Democracy has its twists and turns. Few cases illustrate the possible complications of elections more clearly than razor-thin contests, such as the Trevor Ozawa race against City Council challenger Tommy Waters.
Some states have sought to simplify the decisionmaking process in picking the final winner in close, contested races. They have set a threshold that would trigger an automatic vote recount.
In contrast, the Hawaii Constitution allows an election challenge through the courts, as defined in statute. Essentially, that law requires that the state Supreme Court be given evidence that there is some cause to order a recount.
The time has come to reconsider whether the bar for holding a recount is set too high in this state.
Regardless of how the Ozawa- Waters case is resolved, it already has disrupted the business of the 2019 Honolulu City Council, which convened Wednesday without swearing in Ozawa because his election has not been certified.
And the East Oahu politician has actively sought to take over chairmanship of the powerful lawmaking body, so the resolution is quite consequential.
Ozawa emerged from the Nov. 6 general election as the winner of his race, by a 22-vote margin. It was a dramatic photo-finish, with the tide turning to incumbent Ozawa only in the final, overnight tally.
Adding to that drama is the fact that the entire race was a rematch of the 2014 election, which Ozawa also won by a hair. That time the state courts did not find cause for a recount.

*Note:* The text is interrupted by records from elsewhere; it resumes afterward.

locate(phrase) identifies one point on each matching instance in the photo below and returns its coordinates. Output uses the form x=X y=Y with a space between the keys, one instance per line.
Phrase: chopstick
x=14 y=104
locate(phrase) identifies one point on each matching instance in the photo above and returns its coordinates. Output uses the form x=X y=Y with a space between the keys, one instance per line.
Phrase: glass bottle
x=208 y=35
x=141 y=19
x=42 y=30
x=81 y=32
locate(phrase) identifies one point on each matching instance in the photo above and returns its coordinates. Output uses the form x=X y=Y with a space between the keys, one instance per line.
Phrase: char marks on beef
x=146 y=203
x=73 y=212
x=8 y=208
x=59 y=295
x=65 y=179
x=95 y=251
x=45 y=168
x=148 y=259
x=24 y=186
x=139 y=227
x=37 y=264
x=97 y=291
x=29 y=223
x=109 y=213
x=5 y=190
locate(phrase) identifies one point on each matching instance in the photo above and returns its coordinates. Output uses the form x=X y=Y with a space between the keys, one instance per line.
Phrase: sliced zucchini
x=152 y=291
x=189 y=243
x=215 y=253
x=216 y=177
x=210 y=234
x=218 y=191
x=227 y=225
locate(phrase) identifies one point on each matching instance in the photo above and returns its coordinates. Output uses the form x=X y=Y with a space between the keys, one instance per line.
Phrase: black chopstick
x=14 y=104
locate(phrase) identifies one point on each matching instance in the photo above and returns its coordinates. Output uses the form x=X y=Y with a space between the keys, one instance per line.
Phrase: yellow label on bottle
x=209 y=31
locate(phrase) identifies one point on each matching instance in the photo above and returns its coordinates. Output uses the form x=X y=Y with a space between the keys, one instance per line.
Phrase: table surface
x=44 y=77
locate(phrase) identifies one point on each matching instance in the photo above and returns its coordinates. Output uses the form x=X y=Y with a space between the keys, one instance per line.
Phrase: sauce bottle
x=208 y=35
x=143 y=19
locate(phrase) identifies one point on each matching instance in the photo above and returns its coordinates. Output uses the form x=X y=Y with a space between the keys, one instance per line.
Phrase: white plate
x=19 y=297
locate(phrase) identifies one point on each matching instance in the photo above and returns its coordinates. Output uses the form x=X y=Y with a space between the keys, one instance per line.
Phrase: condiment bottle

This go-around, the court did not immediately dismiss the legal challenge. Waters’ complaint touched on concerns such as the procedures for verifying results through a hand count and for determining a voter’s intent. The state Supreme Court ordered, then received, more information about such procedures — and on Wednesday gave Waters an extension until Friday afternoon to file a response.
Cases such as this one have spurred legislators to seek a change in Hawaii laws on recounts, but none has succeeded. In the most recent failure, Senate Bill 247 passed the Senate in 2017 and carried over to the 2018 session but died in the House. It proposed that a recount would be automatic in very close elections.
Specifically, the chief elections officer or county clerk would conduct a recount if the vote difference between the apparent winner and the closest opponent is less than 250 votes, or less than 1 percent of the total votes cast in the contest, whichever number is smaller.
There wasn’t a flood of testimony on the bill. Primarily the response came from Scott Nago, chief elections officer for the state Office of Elections. He did not take a position on it but asserted that the bill should set a timetable enabling a potentially revised general-election ballot to be printed, in cases of a primary-election recount that changed the outcome.
In addition, Nago rightly argued in written testimony that the law would have to clarify whether races other the one in dispute could be certified before the recount, or if those vote tallies would need to be updated as well.
Nago rightly added that the law should affirm the original results of those other races, even if the recount of the disputed election pushes the other contests into recount territory.
It’s not surprising that the House opted out of considering this bill further in an election year. But the Ozawa-Waters standoff demonstrates how much potential for disruption a close election presents, especially when the resolution of a recount is so discretionary.
Critics of the automatic recount say that the court-mediated solution is sufficient. But its supporters counter, correctly, that not all candidates have equal access to judicial relief because of its cost.
Clearly the various statutory complications would need to be worked out. In the interest of an optimal election process, however, it’s time to reintroduce SB 247 for debate.
Correction: An earlier version of this editorial stated incorrectly that the measure died in the Senate.